The Sinema-Moran Bomb

That course correction will never occur if Senator Sinema, a Veterans Affairs Committee member with 500,000 veterans among her constituents in Arizona, builds momentum for further privatization via her proposed Veterans HEALTH Act. Under the guise of expanding “veteran choice,” it would open the flood-gates for out-sourcing in new and even more destructive ways because it “would codify and expand the existing criteria for determining when a veteran is eligible for [non-VA] care…” Among the endorsers of this legislation are longtime proponents of VA privatization like the Koch Brothers-funded Concerned Veterans for America and the Trump-connected Independence Fund, plus the American Legion and the Veterans of Foreign Wars.

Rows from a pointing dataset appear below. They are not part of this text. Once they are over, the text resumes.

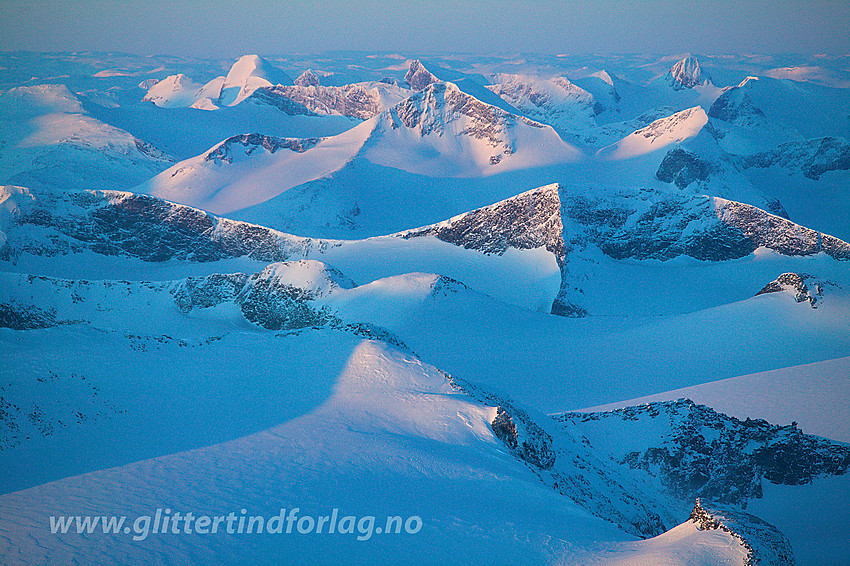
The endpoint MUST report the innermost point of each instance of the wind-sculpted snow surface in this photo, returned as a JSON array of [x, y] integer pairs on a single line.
[[116, 223]]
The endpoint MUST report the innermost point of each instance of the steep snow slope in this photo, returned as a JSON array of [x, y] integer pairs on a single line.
[[547, 249], [48, 140], [555, 101], [445, 424], [246, 75], [174, 91], [437, 133], [358, 100], [660, 134], [427, 438], [60, 236]]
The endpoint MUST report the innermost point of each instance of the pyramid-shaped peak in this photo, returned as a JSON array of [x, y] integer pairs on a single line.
[[307, 78], [255, 66], [687, 73], [418, 77]]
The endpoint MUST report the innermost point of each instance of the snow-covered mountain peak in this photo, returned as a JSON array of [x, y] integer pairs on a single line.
[[466, 136], [687, 74], [228, 149], [39, 99], [418, 77], [555, 101], [659, 134], [173, 91], [246, 75]]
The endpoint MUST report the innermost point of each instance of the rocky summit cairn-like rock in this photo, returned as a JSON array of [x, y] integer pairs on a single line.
[[307, 78], [418, 77], [686, 74]]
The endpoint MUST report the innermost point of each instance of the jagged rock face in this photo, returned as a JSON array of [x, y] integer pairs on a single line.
[[26, 317], [707, 454], [429, 111], [251, 142], [273, 97], [686, 74], [764, 543], [555, 101], [355, 100], [795, 283], [665, 227], [307, 78], [418, 77], [140, 226], [682, 167], [812, 157], [527, 221], [781, 235]]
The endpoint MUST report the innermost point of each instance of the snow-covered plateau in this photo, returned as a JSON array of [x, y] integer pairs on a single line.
[[572, 310]]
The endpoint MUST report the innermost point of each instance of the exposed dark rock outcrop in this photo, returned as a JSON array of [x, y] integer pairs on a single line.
[[710, 455], [141, 226], [796, 283], [686, 74], [307, 78], [811, 157], [682, 167], [251, 142], [418, 77], [527, 221], [764, 543]]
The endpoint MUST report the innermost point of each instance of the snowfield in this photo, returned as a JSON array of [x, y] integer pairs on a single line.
[[584, 310]]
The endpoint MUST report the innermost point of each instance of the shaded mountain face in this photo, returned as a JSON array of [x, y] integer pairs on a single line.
[[49, 139]]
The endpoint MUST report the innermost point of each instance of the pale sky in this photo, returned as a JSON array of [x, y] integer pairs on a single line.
[[214, 28]]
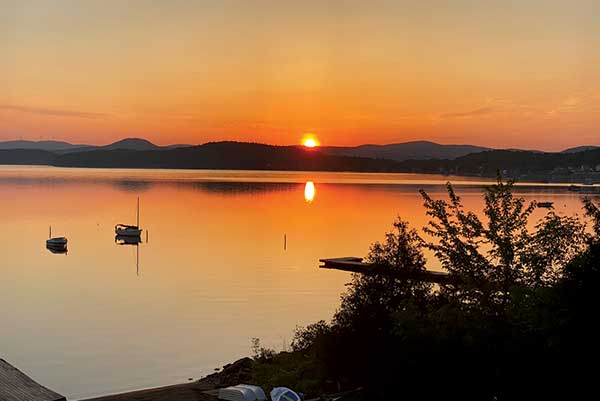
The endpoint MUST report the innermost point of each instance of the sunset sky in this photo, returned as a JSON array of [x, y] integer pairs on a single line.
[[497, 73]]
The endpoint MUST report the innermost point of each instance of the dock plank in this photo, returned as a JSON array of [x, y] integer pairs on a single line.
[[356, 265]]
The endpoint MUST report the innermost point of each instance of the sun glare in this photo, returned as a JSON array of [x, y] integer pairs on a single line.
[[310, 141], [309, 191]]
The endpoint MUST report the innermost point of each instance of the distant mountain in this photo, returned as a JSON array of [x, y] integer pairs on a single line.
[[65, 147], [41, 145], [27, 156], [131, 144], [580, 149], [417, 150], [580, 166]]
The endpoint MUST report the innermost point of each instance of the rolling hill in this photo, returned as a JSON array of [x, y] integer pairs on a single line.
[[418, 150]]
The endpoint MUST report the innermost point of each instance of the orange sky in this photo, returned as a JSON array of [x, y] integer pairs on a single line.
[[498, 73]]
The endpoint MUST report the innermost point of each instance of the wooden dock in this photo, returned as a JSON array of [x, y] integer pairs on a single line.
[[356, 265], [17, 386]]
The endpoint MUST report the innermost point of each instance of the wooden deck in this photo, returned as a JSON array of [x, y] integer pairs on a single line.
[[356, 265], [17, 386]]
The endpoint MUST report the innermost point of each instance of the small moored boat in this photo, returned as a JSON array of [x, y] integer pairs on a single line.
[[57, 242], [124, 230], [127, 230]]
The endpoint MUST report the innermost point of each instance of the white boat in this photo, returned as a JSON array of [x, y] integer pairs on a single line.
[[123, 230], [126, 230], [55, 242]]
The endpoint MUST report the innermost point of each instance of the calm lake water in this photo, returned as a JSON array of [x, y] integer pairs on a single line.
[[107, 318]]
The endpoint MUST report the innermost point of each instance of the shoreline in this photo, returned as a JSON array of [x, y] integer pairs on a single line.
[[204, 389]]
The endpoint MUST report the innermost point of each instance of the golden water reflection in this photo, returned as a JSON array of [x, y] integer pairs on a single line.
[[309, 191]]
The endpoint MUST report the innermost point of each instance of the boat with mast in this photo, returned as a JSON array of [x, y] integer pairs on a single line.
[[126, 230], [56, 243]]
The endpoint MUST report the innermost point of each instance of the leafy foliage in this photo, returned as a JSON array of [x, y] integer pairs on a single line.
[[517, 326]]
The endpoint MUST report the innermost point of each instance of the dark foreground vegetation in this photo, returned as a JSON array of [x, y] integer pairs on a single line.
[[521, 325]]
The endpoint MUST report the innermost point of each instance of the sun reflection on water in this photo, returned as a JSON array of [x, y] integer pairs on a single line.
[[309, 191]]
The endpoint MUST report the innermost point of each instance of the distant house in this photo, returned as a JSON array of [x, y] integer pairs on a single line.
[[17, 386]]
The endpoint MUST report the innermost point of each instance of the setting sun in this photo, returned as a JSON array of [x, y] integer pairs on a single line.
[[310, 141]]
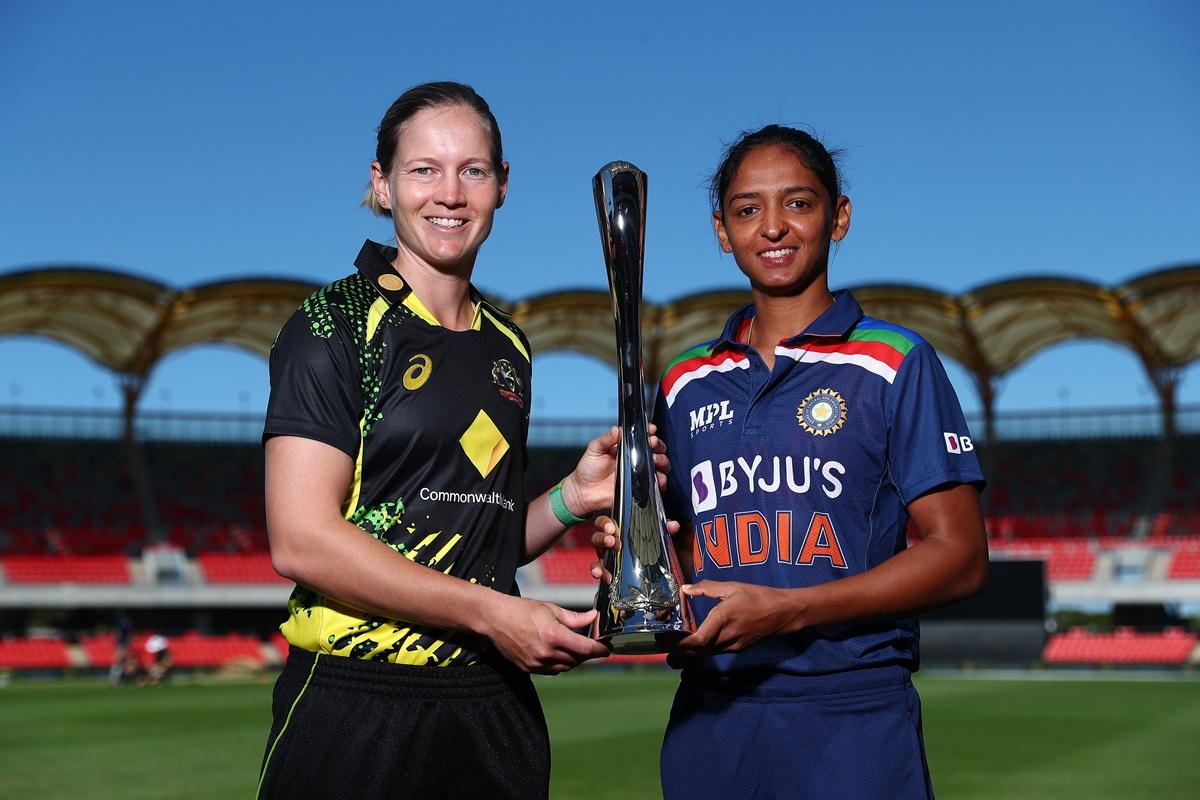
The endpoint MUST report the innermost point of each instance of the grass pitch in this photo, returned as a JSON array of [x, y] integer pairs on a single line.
[[987, 739]]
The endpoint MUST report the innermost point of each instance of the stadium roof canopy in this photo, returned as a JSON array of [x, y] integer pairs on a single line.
[[127, 324]]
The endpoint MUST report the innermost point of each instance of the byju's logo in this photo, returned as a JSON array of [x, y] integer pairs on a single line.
[[957, 444], [709, 416], [703, 487]]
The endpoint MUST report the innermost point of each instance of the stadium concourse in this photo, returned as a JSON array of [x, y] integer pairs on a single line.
[[157, 518], [171, 534]]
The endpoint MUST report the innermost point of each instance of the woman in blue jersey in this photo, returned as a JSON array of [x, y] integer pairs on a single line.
[[833, 429]]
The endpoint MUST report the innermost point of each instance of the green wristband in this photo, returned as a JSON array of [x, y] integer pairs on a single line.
[[559, 507]]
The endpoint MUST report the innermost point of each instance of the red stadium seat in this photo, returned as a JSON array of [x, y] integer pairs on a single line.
[[66, 569], [238, 567], [35, 653], [1185, 564], [1122, 647], [568, 565]]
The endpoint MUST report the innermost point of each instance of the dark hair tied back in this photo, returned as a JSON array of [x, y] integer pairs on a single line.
[[804, 145], [429, 95]]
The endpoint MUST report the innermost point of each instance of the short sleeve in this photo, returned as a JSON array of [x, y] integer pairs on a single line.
[[929, 443], [316, 384], [675, 497]]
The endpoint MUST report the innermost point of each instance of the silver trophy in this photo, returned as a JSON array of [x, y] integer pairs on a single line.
[[640, 603]]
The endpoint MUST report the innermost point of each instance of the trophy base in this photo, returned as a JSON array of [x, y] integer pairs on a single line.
[[640, 643]]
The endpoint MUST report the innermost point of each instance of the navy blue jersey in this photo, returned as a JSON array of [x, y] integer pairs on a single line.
[[801, 475]]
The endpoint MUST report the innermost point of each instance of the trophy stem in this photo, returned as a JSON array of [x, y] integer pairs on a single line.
[[639, 599]]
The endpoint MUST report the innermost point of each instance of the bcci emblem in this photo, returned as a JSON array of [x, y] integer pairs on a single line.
[[507, 379], [822, 413]]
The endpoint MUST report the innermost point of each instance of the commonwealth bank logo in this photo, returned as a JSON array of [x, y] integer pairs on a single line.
[[484, 444]]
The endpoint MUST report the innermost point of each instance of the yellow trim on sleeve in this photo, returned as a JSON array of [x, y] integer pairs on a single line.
[[508, 331], [376, 316], [414, 304]]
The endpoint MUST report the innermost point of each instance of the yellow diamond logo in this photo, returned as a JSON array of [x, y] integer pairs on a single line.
[[484, 444]]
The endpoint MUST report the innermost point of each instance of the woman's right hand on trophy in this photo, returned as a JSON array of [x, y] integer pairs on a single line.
[[605, 537]]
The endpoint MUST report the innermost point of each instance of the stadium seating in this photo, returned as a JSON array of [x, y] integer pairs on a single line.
[[66, 569], [197, 650], [568, 565], [1067, 559], [1185, 564], [1122, 647], [34, 653], [238, 567]]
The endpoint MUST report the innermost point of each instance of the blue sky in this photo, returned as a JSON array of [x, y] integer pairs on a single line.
[[191, 142]]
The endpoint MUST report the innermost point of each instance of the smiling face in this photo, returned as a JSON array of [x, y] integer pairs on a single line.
[[778, 221], [443, 188]]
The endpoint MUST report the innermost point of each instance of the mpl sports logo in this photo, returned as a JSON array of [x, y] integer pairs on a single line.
[[706, 417], [957, 443], [797, 475]]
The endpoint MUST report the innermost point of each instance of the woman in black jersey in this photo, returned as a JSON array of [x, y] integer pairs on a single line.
[[395, 470]]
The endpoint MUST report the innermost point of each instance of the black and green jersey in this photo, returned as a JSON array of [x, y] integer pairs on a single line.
[[436, 421]]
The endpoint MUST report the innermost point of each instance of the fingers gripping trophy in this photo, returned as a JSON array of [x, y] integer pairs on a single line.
[[641, 608]]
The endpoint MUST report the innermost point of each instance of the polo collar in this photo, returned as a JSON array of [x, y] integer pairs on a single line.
[[835, 322], [375, 264]]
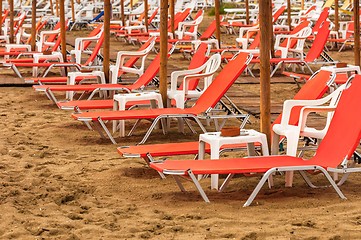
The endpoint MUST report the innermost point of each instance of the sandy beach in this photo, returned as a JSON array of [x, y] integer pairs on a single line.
[[61, 181]]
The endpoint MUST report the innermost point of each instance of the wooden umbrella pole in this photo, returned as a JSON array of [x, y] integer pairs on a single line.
[[72, 10], [57, 7], [63, 30], [218, 21], [106, 52], [11, 8], [163, 49], [336, 16], [1, 14], [33, 24], [122, 15], [171, 10], [146, 10], [265, 77], [51, 7], [289, 14], [356, 12], [247, 12]]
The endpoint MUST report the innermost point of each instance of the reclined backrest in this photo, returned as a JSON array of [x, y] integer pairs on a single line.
[[93, 33], [319, 43], [5, 15], [256, 41], [150, 72], [322, 18], [198, 59], [344, 133], [298, 28], [313, 89], [278, 13], [180, 18], [150, 19], [222, 83], [210, 30], [52, 37], [95, 51]]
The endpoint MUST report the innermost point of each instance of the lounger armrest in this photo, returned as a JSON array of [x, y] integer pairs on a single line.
[[305, 111], [129, 29], [79, 42], [177, 74], [289, 104], [9, 47]]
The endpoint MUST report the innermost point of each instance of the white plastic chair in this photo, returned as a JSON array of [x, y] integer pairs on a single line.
[[206, 71], [121, 57], [293, 132], [300, 36], [184, 28]]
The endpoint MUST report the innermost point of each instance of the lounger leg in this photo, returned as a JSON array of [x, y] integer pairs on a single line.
[[150, 159], [292, 144], [97, 128], [16, 70], [198, 186], [106, 130], [333, 184], [343, 179], [307, 179], [226, 182], [190, 126], [136, 124], [51, 95], [180, 185], [155, 122], [258, 187]]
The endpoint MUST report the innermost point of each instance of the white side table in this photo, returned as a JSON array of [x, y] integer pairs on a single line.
[[120, 101], [54, 56], [215, 140], [349, 69]]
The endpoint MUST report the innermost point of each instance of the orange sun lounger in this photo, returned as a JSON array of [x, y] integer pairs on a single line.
[[345, 125], [206, 101], [315, 88], [198, 59]]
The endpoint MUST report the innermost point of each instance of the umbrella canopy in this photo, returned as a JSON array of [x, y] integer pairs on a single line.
[[106, 52]]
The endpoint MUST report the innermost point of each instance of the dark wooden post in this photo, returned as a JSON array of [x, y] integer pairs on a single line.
[[11, 6], [217, 7], [62, 29], [51, 7], [336, 16], [265, 77], [33, 24], [72, 10], [247, 12], [289, 14], [163, 49], [171, 10], [106, 53], [57, 7], [1, 15], [122, 12], [146, 14], [356, 12]]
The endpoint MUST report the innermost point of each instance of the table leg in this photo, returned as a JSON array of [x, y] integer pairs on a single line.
[[214, 155], [251, 150]]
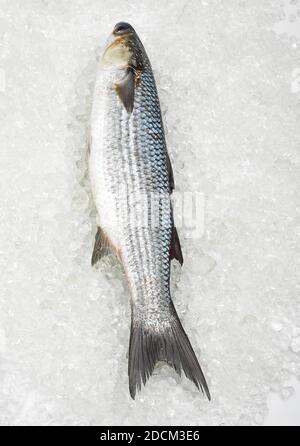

The conservative Legion and VFW both let their own members down five years ago when they pressured Congress to pass the MISSION Act, a surrender to corporate healthcare interests documented in our recent book, Our Veterans. Unlike these old-line organizations, smaller progressive advocacy groups like Common Defense and Veterans for Peace have challenged VA privatization and related bi-partisan assaults on social programs for all poor and working-class Americans. Two years ago, for example, Common Defense challenged Sinema’s ties to the healthcare and pharmaceutical industries, two major beneficiaries of VA outsourcing.

Five former members of the military, serving on her own veterans’ advisory council resigned in protest and their action was amplified in a seven-figure ad buy. Air Force veteran Sylvia Gonzalez Andersh was among those blasting the Senator for “answering to big donors rather than your own people.”

Common Defense members and other Arizona voters betrayed by Sinema are now rallying behind Congressman Ruben Gallego, a 43-year old Marine combat veteran, who is her likely Democratic opponent next year. The son of immigrants from Columbia and Mexico and a member of the Congressional Progressive Caucus, Gallego launched his campaign in January at an event with fellow veterans at a Legion post in Guadalupe, Arizona. In that announcement and other interviews, he linked his own struggles with post-traumatic stress disorder to his decision to enter politics and fight for expanded healthcare access through public programs like Medicare and the VA. “The rich and the powerful, they don’t need more advocates,” Gallego says. “It’s the people who are trying to decide between groceries and utilities who need a fighter for them.”